Concernant la responsabilité du gardien de la chose (ONCF), l’ancien bâtonnier d’Agadir a expliqué que s’il s’avère que celui-ci a causé le dommage, il ne peut pas s’exonérer de sa responsabilité par la preuve de son absence de faute. Il n’y a que la preuve d’un cas de force majeur ou d’une cause étrangère qui peuvent l’exonérer.
Considérant que l’ONCF va tout naturellement se défendre, Me Ouammou a précisé que «la victime doit prouver que l’Etat a failli à ses engagements et ses devoirs en ce qui concerne les risques, c’est-à-dire s’assurer de la mise en place de tous les dispositifs permettant sa protection contre les risques liés à la conduite des locomotives dans le cas présent».
Dans la même veine, notre source affirme en se référant à la théorie des risques que «l’Etat doit prouver qu’il a tout fait pour éviter le dommage causé».
Qu’en est-il de la prévention des risques?
Le gardien (ONCF) ayant le pouvoir d’usage, de direction et de contrôle de la chose doit prouver qu’il a fait tout ce qui était nécessaire afin d’empêcher le dommage.
En se basant sur la même théorie des risques, «l’ONCF se trouve dans l’obligation de mettre en place les derniers équipements de prévention des risques en date», insiste à dire notre interlocuteur.

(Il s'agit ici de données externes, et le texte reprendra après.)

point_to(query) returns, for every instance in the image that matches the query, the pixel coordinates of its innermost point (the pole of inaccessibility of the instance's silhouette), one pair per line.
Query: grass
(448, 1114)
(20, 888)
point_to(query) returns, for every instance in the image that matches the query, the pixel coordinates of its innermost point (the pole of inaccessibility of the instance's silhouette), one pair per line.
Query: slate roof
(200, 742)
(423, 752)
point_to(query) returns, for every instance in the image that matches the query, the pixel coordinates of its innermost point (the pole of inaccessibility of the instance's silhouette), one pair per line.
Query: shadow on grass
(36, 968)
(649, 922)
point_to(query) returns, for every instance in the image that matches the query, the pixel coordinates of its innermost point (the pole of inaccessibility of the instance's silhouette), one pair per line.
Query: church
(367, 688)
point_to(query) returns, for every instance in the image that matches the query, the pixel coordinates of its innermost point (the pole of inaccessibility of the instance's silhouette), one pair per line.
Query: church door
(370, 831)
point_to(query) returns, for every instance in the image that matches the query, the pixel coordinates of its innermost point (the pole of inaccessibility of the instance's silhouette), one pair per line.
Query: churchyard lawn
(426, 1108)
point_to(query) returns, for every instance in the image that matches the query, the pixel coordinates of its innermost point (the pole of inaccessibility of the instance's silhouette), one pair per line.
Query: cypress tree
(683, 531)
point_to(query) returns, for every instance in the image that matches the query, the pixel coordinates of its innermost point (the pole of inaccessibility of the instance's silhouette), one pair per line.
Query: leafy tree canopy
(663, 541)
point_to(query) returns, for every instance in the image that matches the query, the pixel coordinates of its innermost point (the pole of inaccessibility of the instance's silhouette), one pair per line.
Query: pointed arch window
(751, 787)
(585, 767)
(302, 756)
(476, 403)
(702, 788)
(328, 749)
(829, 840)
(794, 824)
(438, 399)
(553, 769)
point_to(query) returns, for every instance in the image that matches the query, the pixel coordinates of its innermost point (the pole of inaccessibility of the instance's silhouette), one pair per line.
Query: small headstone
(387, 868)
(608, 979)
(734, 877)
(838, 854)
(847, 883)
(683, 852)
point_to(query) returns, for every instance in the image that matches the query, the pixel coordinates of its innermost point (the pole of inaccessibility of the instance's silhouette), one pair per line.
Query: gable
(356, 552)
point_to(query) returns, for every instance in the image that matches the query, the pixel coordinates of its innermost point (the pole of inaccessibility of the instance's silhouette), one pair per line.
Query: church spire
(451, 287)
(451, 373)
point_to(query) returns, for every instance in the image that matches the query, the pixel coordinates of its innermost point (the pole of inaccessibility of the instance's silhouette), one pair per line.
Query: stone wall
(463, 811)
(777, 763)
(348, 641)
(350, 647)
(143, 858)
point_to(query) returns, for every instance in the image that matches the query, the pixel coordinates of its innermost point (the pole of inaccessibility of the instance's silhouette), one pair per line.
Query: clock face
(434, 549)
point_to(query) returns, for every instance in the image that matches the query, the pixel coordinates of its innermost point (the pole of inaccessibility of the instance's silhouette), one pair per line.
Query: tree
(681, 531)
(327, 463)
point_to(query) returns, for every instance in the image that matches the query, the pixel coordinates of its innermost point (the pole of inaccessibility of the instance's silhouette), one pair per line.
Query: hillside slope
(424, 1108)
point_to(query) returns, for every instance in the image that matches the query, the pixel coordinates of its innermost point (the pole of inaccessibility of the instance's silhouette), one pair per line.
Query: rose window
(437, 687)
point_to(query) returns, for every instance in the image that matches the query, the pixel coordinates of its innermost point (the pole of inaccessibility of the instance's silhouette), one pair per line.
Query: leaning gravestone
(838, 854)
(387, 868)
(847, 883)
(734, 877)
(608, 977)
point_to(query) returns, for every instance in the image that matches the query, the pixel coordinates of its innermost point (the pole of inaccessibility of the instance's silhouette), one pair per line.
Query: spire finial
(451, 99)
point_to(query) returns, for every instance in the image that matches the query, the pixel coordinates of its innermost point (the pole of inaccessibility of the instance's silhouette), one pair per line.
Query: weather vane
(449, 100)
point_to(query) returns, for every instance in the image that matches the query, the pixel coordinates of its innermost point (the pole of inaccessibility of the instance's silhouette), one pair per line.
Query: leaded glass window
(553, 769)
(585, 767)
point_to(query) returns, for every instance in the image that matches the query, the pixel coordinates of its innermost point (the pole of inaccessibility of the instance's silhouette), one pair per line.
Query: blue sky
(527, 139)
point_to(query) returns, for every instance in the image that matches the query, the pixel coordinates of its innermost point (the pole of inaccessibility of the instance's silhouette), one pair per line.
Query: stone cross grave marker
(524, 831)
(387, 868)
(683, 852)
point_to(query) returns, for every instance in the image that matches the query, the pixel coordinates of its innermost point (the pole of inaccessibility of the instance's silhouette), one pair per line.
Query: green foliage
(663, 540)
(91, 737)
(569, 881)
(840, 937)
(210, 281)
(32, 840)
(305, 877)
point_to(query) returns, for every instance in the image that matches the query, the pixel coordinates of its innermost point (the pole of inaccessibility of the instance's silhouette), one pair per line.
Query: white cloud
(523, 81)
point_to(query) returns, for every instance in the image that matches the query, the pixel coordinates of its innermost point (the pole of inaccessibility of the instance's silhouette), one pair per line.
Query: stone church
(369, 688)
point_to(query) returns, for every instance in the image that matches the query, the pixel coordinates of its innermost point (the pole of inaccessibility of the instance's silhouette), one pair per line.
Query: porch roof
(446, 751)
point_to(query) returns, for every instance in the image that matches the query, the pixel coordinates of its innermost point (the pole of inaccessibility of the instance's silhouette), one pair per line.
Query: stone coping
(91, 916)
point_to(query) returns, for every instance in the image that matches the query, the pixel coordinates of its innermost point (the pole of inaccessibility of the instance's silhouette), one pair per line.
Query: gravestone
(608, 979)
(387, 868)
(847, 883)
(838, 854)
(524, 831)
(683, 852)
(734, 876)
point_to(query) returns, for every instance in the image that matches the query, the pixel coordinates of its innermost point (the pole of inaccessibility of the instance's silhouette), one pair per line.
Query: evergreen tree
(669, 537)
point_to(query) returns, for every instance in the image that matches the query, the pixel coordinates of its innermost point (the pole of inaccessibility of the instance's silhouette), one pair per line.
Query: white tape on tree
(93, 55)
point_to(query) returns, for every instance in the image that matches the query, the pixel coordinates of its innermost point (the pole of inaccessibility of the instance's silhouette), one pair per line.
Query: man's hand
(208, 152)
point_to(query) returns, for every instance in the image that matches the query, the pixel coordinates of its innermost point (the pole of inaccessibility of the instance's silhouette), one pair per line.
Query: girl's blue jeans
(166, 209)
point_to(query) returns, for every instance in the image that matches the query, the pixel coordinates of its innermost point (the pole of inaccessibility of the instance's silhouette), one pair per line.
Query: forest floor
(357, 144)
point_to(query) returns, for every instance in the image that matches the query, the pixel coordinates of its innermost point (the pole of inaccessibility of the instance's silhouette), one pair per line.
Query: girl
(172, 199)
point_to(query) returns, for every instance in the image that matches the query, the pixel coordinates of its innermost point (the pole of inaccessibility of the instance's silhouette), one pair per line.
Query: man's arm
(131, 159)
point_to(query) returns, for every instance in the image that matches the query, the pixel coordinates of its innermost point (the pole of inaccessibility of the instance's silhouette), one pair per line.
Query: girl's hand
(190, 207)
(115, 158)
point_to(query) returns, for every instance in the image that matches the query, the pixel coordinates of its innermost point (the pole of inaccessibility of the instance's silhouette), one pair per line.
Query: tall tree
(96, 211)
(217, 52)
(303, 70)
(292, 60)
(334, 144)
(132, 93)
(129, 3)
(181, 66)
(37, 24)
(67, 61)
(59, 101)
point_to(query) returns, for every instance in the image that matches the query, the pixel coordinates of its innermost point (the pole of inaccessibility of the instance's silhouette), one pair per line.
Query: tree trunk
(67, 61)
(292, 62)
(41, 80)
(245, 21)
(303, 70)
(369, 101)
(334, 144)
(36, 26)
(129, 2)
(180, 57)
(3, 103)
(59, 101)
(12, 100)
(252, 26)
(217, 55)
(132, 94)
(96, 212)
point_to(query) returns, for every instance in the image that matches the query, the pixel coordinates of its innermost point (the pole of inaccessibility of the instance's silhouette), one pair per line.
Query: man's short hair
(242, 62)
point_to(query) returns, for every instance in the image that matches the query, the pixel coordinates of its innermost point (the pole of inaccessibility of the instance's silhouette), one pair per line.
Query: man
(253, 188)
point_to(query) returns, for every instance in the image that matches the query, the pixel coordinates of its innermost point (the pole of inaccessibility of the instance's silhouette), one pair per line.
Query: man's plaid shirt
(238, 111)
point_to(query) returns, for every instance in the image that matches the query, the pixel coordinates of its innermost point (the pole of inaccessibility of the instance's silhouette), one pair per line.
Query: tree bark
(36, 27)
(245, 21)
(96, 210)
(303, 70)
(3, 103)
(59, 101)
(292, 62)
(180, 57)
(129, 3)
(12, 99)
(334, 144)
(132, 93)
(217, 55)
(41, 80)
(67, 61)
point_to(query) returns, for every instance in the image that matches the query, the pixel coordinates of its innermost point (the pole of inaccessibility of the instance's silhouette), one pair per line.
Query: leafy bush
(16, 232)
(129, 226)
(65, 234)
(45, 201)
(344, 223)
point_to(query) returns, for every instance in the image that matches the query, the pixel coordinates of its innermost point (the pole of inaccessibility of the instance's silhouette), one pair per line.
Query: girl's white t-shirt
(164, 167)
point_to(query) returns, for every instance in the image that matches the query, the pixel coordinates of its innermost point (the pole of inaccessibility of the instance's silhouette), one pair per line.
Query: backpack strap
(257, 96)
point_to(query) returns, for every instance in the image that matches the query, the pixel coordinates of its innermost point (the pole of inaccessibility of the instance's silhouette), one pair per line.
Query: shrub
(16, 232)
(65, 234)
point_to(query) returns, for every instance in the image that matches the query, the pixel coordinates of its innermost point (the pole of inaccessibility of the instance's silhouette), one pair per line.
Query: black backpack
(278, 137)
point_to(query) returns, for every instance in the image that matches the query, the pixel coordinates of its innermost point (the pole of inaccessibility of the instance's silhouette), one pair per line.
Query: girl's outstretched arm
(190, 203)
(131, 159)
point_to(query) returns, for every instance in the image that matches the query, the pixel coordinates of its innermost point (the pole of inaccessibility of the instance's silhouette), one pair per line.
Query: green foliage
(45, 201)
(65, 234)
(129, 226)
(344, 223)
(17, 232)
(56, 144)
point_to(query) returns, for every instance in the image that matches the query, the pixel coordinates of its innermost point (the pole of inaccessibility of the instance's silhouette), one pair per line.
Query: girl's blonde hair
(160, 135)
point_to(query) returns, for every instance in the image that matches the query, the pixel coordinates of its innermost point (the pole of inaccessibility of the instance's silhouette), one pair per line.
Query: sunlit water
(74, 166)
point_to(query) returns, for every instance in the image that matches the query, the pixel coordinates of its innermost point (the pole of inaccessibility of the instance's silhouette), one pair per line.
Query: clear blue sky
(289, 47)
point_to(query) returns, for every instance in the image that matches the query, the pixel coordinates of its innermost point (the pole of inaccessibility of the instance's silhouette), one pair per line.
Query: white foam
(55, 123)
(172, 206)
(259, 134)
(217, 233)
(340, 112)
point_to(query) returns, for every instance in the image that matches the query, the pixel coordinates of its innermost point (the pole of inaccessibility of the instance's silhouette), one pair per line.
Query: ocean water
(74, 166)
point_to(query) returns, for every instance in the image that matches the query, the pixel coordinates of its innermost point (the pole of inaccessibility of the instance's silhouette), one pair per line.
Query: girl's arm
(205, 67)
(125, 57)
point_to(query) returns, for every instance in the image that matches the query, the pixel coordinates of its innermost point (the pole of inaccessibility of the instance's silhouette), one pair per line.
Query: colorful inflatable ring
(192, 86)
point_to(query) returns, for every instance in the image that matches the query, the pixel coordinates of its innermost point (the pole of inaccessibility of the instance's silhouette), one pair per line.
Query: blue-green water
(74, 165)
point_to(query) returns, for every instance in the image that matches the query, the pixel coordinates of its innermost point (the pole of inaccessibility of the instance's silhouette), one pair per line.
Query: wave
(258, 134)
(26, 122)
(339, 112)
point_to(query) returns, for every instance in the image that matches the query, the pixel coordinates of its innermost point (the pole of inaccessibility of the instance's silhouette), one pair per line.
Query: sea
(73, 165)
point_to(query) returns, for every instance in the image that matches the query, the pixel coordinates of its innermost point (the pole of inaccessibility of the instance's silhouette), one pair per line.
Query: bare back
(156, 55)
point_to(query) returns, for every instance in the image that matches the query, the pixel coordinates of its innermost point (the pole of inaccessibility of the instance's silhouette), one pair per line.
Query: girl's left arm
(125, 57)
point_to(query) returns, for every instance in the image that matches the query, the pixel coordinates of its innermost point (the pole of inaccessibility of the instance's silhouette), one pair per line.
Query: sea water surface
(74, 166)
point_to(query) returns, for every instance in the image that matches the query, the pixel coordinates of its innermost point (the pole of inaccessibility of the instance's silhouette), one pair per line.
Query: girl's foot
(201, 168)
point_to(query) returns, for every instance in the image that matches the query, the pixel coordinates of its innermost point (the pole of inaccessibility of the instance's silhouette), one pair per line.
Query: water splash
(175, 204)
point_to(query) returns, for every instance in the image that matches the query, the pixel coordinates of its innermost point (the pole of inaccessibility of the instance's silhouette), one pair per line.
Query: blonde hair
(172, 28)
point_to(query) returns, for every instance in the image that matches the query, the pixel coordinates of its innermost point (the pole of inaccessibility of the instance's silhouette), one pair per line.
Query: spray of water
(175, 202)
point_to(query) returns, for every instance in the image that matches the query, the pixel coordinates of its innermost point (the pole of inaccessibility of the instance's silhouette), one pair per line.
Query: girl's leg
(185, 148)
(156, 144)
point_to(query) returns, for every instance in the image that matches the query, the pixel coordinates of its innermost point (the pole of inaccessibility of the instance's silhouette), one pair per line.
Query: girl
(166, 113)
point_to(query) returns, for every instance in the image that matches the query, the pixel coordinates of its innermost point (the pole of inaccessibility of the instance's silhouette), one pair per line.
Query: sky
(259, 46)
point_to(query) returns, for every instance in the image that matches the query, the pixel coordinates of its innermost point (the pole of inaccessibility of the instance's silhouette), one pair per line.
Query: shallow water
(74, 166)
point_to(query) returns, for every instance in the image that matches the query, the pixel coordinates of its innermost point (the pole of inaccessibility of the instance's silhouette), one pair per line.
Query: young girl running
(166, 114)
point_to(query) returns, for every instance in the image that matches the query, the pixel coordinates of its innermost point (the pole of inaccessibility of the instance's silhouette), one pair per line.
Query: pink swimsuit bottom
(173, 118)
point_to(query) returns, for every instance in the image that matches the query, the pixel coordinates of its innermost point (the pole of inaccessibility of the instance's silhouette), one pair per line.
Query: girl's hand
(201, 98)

A souligner dans ce sillage que la jurisprudence marocaine a des précédents dans le cadre de la mise en œuvre de la responsabilité du fait des choses concernant les accidents du train, notamment l’arrêt de la Cour de Cassation numéro 1052 en date du 28/12/2012 dossier n°494 du 01/03/2010 relatif à l’indemnisation des victimes. Cet arrêt a, pour rappel, mis en œuvre la responsabilité de l’ONCF en tant que gardien des choses.
Par ailleurs, l’atmosphère angoissée règne toujours au sein de l’office. D’après notre source, hormis le management de l’office relativement soulagé après les «bonnes nouvelles en provenance de la commission d’enquête», les autres responsables régionaux sont tous sur le fil du rasoir.
«Certains directeurs, notamment, celui chargé des passages à niveau et celui des infrastructures et circulation sont tellement stressés qu’ils ont pris des congés», indique-t-on dans les couloirs de l’Office dirigé par Rabii Khlie.
Rappelons que le porte-parole du gouvernement, Mustapha El Khalfi, avait affirmé au lendemain de l’accident tragique que «des sanctions seront prises contre quiconque aurait causé ce drame par manquement ou négligence, un drame qui rappelle la problématique de la sécurité des passages à niveau à travers le Royaume».